Однажды, когда я был на дежурстве в одном из корпусов, Диего упросил Джудит помочь ему провести эксперимент. Пригласили и меня. Посреди комнаты стояли два стула, один напротив другого. За одним из стульев были впритык поставлены два стола, на каждом – по три радио, от маленьких транзисторов до громоздких приемников – все, какие нашлись в клинике.

– Мы хотим провести ролевую игру, – объяснила Джудит. – Ты будешь изображать человека, который пришел наниматься официантом, а Диего – директора ресторана. Он будет с тобой беседовать.

«Психодрама» уже давно стала популярной в Америке, но в Бристоле подобные театрализованные опыты не проводились, к тому же меня сильно смущало, что Диего только-только начал выкарабкиваться из очередного рецидива. Впрочем, главную роль, судя по всему, предстояло сыграть мне.

– Начинаем, – сказала Джудит. – Выйди. Через минуту ты должен постучаться в дверь. Только чтобы без шуточек.

Я покорно выждал и постучался.

– Войдите.

Диего пожал мне руку и указал на стул, за которым были столы с приемниками.

За моей спиной, у столов, стояла Джудит. Я услышал, как она включила два из шести радио. На одном поймала программу внутреннего вещания, на другом – радиолекцию.

– Долго к нам сюда добирались? – спросил Диего.

– Да нет, я из Редленда.

– Понятно. Раньше в ресторане работали?

– Даже в нескольких, – импровизировал я. – Главным образом в лондонских заведениях.

Радиоголоса зазвучали резче: это Джудит прибавила звук. После каждого вопроса Диего она увеличивала громкость, но пока я хорошо слышал вопросы.

– Когда вы будете наливать вино в бокал, где встанете – справа или слева от гостя? – спросил Диего.

Я молчал, не зная, что сказать. Джудит включила третий приемник.

– Справа, – наобум ответил я.

В течение двух минут были задействованы все шесть пойманных радиостанций, в том числе иностранные. Громкость усиливалась, и вскоре я не расслышал очередной вопрос.

– Простите?

– Я спросил, кто сейчас премьер-министр?

– Уинстон Черчилль.

Он спросил что-то еще, но я снова не расслышал и, хотя смотрел на губы Диего, все равно не догадался, о чем речь. Все шесть приемников теперь голосили во всю мощь, это дико раздражало.

– Что-что?

– Кто был премьер-министром до него?

Хор орущих радиоприемников мешал сосредоточиться.

– Можно, наконец, выключить эти вопли?

Джудит выключила все шесть источников воплей и пододвинула еще один стул. Настала тишина, но ощущение дискомфорта от всего этого тарарама не проходило.

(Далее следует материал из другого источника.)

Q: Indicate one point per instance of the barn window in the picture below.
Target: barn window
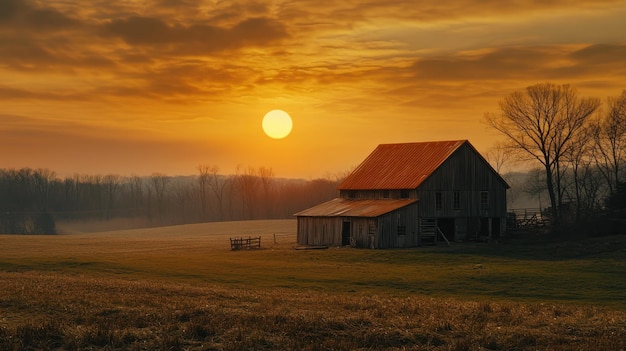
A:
(438, 201)
(484, 199)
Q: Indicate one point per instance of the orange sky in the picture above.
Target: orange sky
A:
(137, 87)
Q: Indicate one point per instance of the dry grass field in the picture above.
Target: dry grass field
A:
(182, 288)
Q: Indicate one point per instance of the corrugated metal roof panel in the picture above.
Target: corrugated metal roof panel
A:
(355, 208)
(400, 166)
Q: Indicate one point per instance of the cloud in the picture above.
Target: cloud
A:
(25, 14)
(195, 38)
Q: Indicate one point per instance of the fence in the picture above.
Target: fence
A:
(525, 218)
(245, 243)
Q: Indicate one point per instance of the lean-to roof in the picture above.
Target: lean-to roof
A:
(355, 207)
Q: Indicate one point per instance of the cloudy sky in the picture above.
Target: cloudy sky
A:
(136, 87)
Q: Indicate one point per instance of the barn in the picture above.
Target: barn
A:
(411, 194)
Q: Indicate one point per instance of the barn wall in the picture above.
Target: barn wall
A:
(389, 227)
(466, 173)
(319, 231)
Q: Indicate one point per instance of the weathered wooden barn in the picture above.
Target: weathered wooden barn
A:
(411, 194)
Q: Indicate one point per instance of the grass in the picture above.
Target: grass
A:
(182, 288)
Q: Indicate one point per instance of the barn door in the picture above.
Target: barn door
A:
(345, 234)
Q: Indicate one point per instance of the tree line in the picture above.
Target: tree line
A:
(33, 200)
(577, 143)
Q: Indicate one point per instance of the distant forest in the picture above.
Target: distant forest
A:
(36, 200)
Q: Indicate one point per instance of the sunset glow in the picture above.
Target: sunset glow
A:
(140, 87)
(277, 124)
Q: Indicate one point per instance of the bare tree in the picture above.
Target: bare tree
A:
(203, 183)
(112, 183)
(159, 184)
(266, 176)
(218, 185)
(610, 140)
(246, 182)
(498, 156)
(542, 122)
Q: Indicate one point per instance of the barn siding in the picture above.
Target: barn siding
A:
(388, 224)
(469, 174)
(319, 231)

– Еще разок, – заговорил Диего. – Кто был премьер-министром до Черчилля?

– Клемент Эттли.

– Верно, но когда я только что вас об этом спросил, вы не знали.

– Я не мог сосредоточиться. Голоса по радио звучали слишком громко.

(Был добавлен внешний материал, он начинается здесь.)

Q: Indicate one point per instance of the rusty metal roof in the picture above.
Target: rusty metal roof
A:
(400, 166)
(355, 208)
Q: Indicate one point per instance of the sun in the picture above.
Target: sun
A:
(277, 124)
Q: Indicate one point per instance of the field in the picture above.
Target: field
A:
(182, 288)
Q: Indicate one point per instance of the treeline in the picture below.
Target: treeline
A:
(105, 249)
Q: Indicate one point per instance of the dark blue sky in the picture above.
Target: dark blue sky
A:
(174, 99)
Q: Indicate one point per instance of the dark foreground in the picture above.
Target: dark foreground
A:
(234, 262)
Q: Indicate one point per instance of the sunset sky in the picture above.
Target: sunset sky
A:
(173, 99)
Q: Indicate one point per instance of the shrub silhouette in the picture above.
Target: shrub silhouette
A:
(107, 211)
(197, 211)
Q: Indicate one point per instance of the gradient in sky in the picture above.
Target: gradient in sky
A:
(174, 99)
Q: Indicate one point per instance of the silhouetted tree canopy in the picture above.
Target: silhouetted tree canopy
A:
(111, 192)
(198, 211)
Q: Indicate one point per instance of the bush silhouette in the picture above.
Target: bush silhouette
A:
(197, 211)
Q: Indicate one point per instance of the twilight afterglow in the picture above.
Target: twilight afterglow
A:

– Примерно так это и происходит, – сказал Диего.

Я взглянул на Джудит: брови ее были изумленно вскинуты.

– А сейчас вы их слышите? – спросил я.

– Да.

– Они громкие?

– Громкость на уровне радио с привернутым звуком, как в начале нашего эксперимента.

– И сколько голосов вы слышите?

Склонив голову набок, Диего прислушался.

– Два. Нет, не два. Три.

– Что они говорят?

– Мне не хочется к ним прислушиваться, доктор. Они говорят громче вас и сообщают такие вещи… Гораздо более существенные. Простите.

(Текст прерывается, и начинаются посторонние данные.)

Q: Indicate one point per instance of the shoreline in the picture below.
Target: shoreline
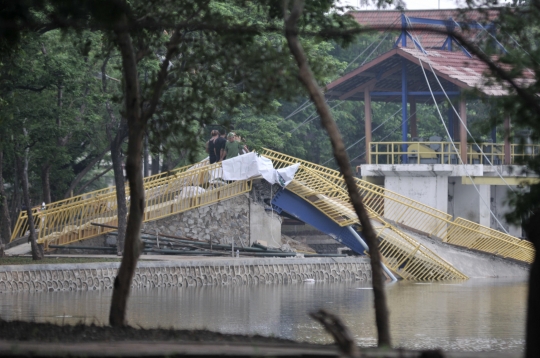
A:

– Все нормально, не волнуйтесь. Эти голоса принципиально отличаются от моего? Я имею в виду, какими вы их слышите?

– Нет. Обычные голоса.

– А на пике обострения?

– Тогда они вопят, как все эти радио, включенные на полную мощность. Приказывают: иди туда-то, делай то-то. Ругаются по-черному, говорят разные гадости. Это вам не культурная лекция по радио.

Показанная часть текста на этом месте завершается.